Financial Metrics for the Growth Phase
The growth phase is the second phase or stage of business’s life cycle. Sometimes called the perseverance or survival stage. The main problem a business in this stage faces is understanding the relationship between revenue, expenses, and cash flow. The entity usually has enough revenue to match expenses but struggles with enough cash flow consistently to cover debt obligations and finance growth. Returns on time and capital are marginal and the owner is still filling many seats in the business. The primary KPIs a company in this phase needs to monitor are KPIs that drive growth – how are we reaching prospective customers and how are we monetizing them? From a financial perspective, some of the most metrics a company in this phase should be monitoring:
1. CLV:CAC – lifetime value of the customer to customer acquisition cost ratio. Generally, this ratio, in many industries, needs to be 3:1 for sustainability. Determine what the ratio is in your industry and modify as necessary for your particular business for business sustainability. (customer lifetime value is average sales amount times number of transactions times gross margin times retention rate) (customer acquisition costs is total expenses to acquire customers divided by total number of customers acquired)
2. Monthly recurring revenue increasing. MRR generally will increase when there is a repeatable sales strategy, understanding your most effective lead channels and addressing pain points in the sales funnel. Sales and fulfillment processes should be documented, followed, and improved.
3. Gross margin increasing. Gross margin is your net revenue less the cost of goods sold. Net revenue is your gross revenue less discounts and returns. Cost of goods sold are the costs directly related to the production of the product or service (generally material and labor). If your gross margin is increasing, you are able to keep more of your capital to pay administrative costs, debt obligations and for future investment. This can be done in several ways such as changing the pricing model, decreasing churn, decreasing discounts, decreasing returns, decreasing costs to produce the product or service, increase efficiency and good internal systems and processes to control inventory.
4. Break even point – there are three general methods to calculate the break even point but generally this is the amount of revenue needed to cover both fixed and variable costs.
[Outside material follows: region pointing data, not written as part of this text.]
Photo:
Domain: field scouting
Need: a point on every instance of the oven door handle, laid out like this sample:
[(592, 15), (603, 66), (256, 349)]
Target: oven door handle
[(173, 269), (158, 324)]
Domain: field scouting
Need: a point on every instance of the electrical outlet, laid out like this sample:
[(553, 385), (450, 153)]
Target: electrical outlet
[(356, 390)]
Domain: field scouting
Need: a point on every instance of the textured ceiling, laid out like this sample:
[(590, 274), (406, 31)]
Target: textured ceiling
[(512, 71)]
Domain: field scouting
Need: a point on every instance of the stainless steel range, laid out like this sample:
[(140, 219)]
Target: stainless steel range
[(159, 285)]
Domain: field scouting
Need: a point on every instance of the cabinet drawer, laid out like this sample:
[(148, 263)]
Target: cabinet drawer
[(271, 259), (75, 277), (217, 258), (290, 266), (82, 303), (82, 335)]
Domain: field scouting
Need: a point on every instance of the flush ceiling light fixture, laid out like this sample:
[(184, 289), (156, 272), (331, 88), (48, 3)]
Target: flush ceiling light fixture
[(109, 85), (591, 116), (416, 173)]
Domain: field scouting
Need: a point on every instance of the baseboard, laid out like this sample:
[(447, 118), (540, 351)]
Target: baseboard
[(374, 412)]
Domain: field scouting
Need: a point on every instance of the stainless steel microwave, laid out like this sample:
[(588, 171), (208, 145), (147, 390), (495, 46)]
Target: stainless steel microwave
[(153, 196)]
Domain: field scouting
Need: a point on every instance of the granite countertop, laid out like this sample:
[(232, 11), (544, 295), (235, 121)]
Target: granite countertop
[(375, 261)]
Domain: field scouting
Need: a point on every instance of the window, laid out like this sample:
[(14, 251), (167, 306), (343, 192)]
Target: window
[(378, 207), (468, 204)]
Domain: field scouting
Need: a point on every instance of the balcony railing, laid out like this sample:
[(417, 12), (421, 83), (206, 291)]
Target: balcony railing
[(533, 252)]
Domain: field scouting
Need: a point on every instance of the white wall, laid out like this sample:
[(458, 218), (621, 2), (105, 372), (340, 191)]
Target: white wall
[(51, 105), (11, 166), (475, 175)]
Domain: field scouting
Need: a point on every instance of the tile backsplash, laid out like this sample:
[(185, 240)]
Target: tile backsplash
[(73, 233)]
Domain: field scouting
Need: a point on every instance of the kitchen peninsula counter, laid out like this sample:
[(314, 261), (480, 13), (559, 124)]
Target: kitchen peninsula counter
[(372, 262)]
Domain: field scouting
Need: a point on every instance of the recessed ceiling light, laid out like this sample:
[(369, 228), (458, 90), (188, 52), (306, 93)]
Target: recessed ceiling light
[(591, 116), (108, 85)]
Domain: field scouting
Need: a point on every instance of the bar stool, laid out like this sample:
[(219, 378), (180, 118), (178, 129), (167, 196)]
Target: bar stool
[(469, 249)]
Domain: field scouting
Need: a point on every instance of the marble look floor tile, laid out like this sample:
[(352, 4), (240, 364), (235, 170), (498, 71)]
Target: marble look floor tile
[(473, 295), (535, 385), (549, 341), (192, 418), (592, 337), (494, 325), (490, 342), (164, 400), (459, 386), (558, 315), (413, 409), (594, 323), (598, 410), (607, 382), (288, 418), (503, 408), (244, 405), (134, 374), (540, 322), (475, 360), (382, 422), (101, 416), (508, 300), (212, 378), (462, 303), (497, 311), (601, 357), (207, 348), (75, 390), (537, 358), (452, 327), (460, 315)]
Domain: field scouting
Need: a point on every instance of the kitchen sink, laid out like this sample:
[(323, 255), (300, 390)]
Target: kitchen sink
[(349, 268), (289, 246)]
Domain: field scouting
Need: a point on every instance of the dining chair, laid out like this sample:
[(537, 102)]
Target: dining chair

5. Cash runway – the length of time which a company can remain solvent. Answers the question… how long can we operate with the cash we have? Calculation (cash/burn rate). If this number is not lengthening, the business will not progress to the next stage and will eventually regress to the start-up phase and most likely fail altogether. The break even point focuses on the P&L whereas the cash runway will pull in the cash needed to pay debt obligations as well.